Much of the time I have a typical American optimism, believing that things will turn out for the best, but I think much of my early relationship with DH was riddled with worry: we're so young, he seems so certain while I'm not. Honestly, he was ready to marry long before I was. But he was patient. When he finally proposed - a sweet surprise - I was excited about marrying him, but I was also nervous and occasionally terrified through the planning process. I'm still not entirely sure what it was, but I do know some things that it wasn't.

It wasn't about foregoing all my other options, because he's certainly everything I want in a man: hilarious, brilliant, strong, good with power tools and kittens and children. He's a skilled writer and a good singer and a great hugger. He has the best laugh, and great facial hair, and beautiful eyes. He is a keeper, in every way.

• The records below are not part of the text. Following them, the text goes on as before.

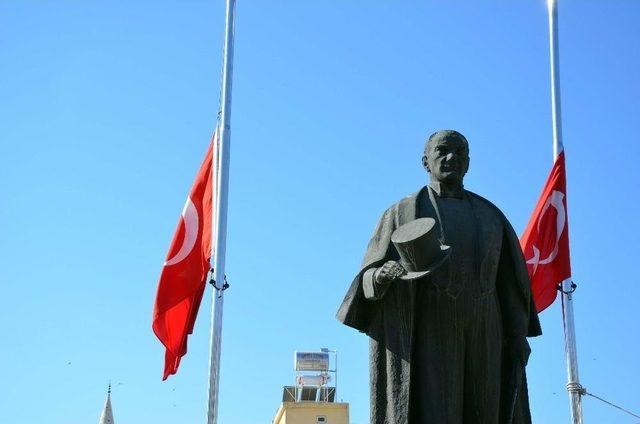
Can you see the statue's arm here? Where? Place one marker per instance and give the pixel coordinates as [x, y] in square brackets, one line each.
[373, 290]
[514, 303]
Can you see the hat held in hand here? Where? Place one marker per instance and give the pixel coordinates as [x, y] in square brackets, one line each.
[419, 248]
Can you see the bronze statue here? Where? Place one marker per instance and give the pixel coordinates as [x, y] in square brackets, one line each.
[449, 346]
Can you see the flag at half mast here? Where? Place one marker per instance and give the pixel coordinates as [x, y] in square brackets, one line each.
[184, 273]
[545, 241]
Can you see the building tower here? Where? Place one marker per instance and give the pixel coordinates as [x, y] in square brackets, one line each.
[312, 400]
[107, 414]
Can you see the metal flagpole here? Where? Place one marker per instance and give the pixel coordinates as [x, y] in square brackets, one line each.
[218, 249]
[573, 385]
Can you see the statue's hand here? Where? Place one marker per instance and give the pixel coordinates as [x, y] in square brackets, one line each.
[519, 348]
[388, 272]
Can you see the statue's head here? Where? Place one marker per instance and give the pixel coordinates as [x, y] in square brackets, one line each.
[446, 156]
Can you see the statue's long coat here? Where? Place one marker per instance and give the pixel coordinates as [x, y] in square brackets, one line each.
[389, 321]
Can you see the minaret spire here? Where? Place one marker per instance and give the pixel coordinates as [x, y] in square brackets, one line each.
[107, 414]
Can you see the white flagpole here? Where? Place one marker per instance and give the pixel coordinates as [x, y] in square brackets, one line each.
[218, 248]
[573, 384]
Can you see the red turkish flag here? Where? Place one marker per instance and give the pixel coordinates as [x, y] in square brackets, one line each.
[184, 273]
[545, 241]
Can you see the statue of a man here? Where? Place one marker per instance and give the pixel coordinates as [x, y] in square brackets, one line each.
[449, 347]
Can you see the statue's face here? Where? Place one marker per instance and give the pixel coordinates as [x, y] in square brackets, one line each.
[447, 159]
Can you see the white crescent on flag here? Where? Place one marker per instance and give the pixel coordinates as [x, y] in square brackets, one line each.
[555, 200]
[191, 226]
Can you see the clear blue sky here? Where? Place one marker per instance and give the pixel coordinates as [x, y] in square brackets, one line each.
[106, 109]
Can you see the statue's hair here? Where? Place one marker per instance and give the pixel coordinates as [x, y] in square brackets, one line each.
[444, 134]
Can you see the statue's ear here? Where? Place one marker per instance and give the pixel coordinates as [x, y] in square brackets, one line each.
[425, 164]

It wasn't worry about my in-laws, though I occasionally did fret that I was getting "too close" to them. They had welcomed me into the family long before the wedding - which had made me nervous, too, but which I now know is kind of silly. They're just welcoming like that. And they knew, before I did, how this relationship would work out.

So many things about marriage, about joining families, about the wedding, had made me nervous. I am a usually confident person who was plunged into the weird role of "bride-to-be" and became an anxious, fretting mess. Looking back I realize I'm just not bride material. The constant attention, the many parties, the plans that had to include everyone - it was a tiring process and even though I tried to stay calm and be rational about it, I cried plenty of times. I got into arguments with people I love. I cared about the wrong things and dismissed other things I shouldn't have.

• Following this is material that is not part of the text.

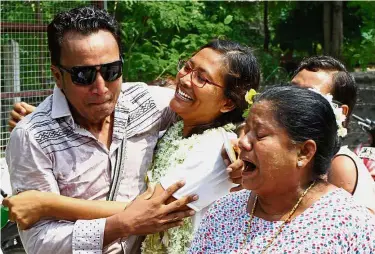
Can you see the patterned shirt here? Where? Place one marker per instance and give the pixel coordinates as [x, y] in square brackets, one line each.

But that morning, in the shower, I think the enormity of the moment was in part a realization that the planning is over, the fights are finished, the dresses bought, the cake decorated. The priest was checking over the liturgy. The musicians were warming up. All that was left, really, was to spend the day as it was planned. And that plan involved pledging my life to the best man I'd met. In that moment every fiber of my being told me that this was correct. I may have chosen stupid bridesmaid dresses (and I did) but I chose the right groom. Or he chose me. I suppose we had chosen each other, many times, by that point. We still do.

I was not a good bride. There are skills that brides need: grace, and a certain comfort with the spotlight in a time that is both intensely personal and very public. I didn't have a lot of those skills. But I was a bride for a short time, and we muddled through. At roughly 4:30 that day I became a wife. It was a change I welcomed. I was happy to shed the title of "bride". I felt I'd carried it too long, and too awkwardly.

This was the big surprise: I'm comfortable and happy with being a wife - at least, I'm great with being DH's wife. And he's excellent at being my husband. The words "husband" and "wife" sounded foreign to both of us initially, but the roles didn't take much getting used to. When the fanfare ended and the honeymoon was over and we started settling in to our first little apartment, we both marveled at how natural this was, living together and sharing the small decisions of life. The suddenly-blinding certainty I'd felt on the morning of our wedding has calmed down - for which I'm grateful, as I'd never get anything done if I was fainting all the time - but it hasn't dissipated. If anything, after 4 years and a career change and grad school and moving and adopting a cat and traveling and worrying about money and eating pizza on tired weeknights and arguing over dishes and everything that comes with sharing a life together, that certainty has become more solid. It was enormous when it struck me, because what we share is huge. But we have the rest of our lives for it to play out. For this I am more grateful than I can say.

Happy anniversary, DH. You're my favorite.